The auditors said that it is possible that the same amount would be returned to reimburse DCIs taken from Fortis hospitals. In other words, use Fortis Hospitals' own funds to pay yourself back.

That's not all. The audit committee approved the equity transaction but not the loans to the subsidiaries. Moreover, equity investments and loans granted were higher than the enterprise value of companies. Another subsidiary, Fortis Healthstaff Ltd, which carried out a similar transaction was named previously.

Fortis had invested in an Overseas Fund and had declared that he was proposing to leave this fund. Now, it turns out that the investment was sold after March 31 with a 10% haircut. The company has forecast a loss of ¥ 55.1 crore on this investment, but the listeners do not know if that will be enough. Although notes indicate that this amount was expected, this was not revealed when the unaudited financial statements were reported.

Earlier, when she declared her unverified results, Fortis had declared that she had declared no contract president Malvinder Singh as strategic initiatives. He had stated that he would try to recover the payments made for this post and recover the property of the company in his possession. Now the amount has been revealed. The recovery for this purpose (and for the excess remuneration paid) amounts to 20 million crore. It is money paid by a company that was already facing financial problems.

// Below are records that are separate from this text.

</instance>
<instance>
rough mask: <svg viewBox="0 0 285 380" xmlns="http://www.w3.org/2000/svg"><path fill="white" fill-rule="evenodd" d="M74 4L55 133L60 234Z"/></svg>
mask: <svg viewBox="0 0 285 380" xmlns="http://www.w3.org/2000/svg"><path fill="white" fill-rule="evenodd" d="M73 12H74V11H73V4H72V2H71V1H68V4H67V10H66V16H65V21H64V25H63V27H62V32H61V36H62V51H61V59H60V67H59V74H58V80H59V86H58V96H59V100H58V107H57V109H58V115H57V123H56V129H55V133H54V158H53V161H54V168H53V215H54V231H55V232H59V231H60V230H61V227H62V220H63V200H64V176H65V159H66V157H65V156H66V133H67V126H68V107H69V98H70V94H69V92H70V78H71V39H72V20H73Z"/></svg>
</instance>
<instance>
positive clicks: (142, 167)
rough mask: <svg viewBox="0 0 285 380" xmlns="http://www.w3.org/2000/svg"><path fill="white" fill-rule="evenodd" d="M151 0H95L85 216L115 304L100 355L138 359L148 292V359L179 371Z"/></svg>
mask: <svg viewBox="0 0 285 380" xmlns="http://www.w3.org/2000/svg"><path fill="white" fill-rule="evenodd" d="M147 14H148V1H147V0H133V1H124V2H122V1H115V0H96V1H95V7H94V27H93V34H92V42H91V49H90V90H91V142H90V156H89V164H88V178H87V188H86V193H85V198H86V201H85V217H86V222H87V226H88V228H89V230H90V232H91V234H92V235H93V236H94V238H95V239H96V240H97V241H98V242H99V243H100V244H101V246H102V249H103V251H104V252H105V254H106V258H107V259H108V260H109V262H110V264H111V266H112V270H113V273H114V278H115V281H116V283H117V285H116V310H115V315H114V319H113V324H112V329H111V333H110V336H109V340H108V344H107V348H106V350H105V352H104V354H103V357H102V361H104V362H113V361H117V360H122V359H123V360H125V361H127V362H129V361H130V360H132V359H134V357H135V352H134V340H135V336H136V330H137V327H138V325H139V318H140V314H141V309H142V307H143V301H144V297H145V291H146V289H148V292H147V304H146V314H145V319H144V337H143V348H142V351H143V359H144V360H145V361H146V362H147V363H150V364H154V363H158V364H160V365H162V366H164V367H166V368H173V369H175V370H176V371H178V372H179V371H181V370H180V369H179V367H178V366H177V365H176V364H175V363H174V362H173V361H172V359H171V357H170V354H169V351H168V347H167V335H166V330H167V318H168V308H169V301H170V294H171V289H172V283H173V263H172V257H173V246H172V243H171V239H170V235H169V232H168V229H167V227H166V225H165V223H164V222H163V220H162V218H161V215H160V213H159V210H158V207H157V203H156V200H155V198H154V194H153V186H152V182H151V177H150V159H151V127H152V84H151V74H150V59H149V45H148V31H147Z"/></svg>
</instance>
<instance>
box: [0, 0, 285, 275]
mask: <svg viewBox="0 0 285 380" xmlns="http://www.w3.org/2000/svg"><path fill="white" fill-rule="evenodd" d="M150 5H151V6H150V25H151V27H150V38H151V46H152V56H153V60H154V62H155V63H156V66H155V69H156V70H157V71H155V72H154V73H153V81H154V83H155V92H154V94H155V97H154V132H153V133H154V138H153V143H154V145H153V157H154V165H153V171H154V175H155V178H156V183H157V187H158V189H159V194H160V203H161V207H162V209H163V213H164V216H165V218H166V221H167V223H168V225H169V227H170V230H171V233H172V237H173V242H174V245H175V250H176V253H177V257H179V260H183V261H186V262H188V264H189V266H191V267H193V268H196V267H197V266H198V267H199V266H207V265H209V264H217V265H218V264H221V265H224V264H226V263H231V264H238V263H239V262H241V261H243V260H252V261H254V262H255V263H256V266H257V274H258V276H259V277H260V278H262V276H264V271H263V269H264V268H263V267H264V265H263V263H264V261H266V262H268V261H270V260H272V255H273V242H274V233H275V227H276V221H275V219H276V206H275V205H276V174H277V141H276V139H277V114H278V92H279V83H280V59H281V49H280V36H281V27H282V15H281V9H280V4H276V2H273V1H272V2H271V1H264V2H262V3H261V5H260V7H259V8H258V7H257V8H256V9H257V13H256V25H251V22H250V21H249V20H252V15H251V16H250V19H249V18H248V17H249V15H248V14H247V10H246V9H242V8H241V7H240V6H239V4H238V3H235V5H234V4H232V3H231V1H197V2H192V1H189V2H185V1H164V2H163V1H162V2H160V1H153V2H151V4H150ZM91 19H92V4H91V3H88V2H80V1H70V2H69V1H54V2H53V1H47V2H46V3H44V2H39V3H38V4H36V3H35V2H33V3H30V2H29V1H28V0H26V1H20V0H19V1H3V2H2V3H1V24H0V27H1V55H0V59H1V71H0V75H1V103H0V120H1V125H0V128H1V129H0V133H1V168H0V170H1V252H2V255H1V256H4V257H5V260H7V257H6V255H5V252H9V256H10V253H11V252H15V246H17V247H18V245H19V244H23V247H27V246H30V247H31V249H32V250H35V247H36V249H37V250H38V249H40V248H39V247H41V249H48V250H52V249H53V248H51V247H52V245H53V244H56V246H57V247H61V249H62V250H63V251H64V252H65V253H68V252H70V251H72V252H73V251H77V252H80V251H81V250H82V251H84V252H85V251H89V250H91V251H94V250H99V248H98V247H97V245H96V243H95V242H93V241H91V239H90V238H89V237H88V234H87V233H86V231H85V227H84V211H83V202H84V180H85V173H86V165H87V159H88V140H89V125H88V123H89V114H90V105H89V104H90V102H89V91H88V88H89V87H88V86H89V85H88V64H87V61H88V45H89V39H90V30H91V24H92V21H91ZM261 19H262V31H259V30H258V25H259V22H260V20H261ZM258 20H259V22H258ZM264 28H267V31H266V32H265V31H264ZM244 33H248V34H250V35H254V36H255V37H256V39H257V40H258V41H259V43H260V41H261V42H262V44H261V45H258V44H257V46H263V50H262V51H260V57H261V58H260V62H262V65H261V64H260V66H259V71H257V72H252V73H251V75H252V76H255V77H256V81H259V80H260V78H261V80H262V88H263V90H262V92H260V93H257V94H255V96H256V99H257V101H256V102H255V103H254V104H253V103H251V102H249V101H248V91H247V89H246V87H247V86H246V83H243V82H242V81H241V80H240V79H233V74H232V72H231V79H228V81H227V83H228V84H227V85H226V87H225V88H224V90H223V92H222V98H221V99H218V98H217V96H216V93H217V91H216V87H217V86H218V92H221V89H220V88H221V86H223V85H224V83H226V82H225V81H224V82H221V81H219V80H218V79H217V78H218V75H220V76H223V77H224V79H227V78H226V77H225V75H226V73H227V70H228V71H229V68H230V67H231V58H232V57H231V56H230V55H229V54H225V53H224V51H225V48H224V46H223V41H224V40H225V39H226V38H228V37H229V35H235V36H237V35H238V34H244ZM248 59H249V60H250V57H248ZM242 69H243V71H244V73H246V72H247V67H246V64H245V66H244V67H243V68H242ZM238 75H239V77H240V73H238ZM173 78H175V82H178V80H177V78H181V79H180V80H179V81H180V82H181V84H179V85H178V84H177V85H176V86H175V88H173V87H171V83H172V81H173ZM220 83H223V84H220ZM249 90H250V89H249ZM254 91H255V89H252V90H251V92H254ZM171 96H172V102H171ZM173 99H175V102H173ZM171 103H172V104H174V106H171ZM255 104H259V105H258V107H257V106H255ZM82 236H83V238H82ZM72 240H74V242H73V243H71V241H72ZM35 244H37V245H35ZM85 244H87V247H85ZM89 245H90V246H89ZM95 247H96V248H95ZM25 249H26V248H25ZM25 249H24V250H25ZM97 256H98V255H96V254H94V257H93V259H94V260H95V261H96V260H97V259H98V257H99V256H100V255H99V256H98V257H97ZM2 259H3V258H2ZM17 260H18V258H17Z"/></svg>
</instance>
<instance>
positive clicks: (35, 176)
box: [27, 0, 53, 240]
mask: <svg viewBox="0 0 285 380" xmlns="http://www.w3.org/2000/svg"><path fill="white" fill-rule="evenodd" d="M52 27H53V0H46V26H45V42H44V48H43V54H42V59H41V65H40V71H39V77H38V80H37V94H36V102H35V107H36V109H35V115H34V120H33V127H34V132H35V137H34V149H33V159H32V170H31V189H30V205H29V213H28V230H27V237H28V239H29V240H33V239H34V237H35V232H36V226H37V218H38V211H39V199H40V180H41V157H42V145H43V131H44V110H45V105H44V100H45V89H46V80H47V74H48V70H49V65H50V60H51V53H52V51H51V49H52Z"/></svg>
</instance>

The loss suffered during the 2011 fiscal year was 934 crore and the current liabilities of the company exceeded its current badets of 853 crores. However, according to the notes to its financial statements, it generated positive cash flow from operations and earned a credit line of $ 120 million. This is why the financial statements are prepared on a going concern basis.

The audited financial statements have seen new facts emerge and shed more light on problems already known. The company said that provisions for known problems have been made and that others will be made when inquiries end on new issues. This opens the door to more provisions in the coming quarters.

For the moment, all eyes will be on brave Fortis bidders who persevere despite all these questions. The company said it would reveal its recommendation to shareholders in the coming days.

His shares had fallen after his un-audited results were reported but found losses. Investors are still hopeful that the underlying strength of Fortis' hospital operations will overcome concerns about the state and quality of its financial statements. Given these new revelations, this hope may be misplaced.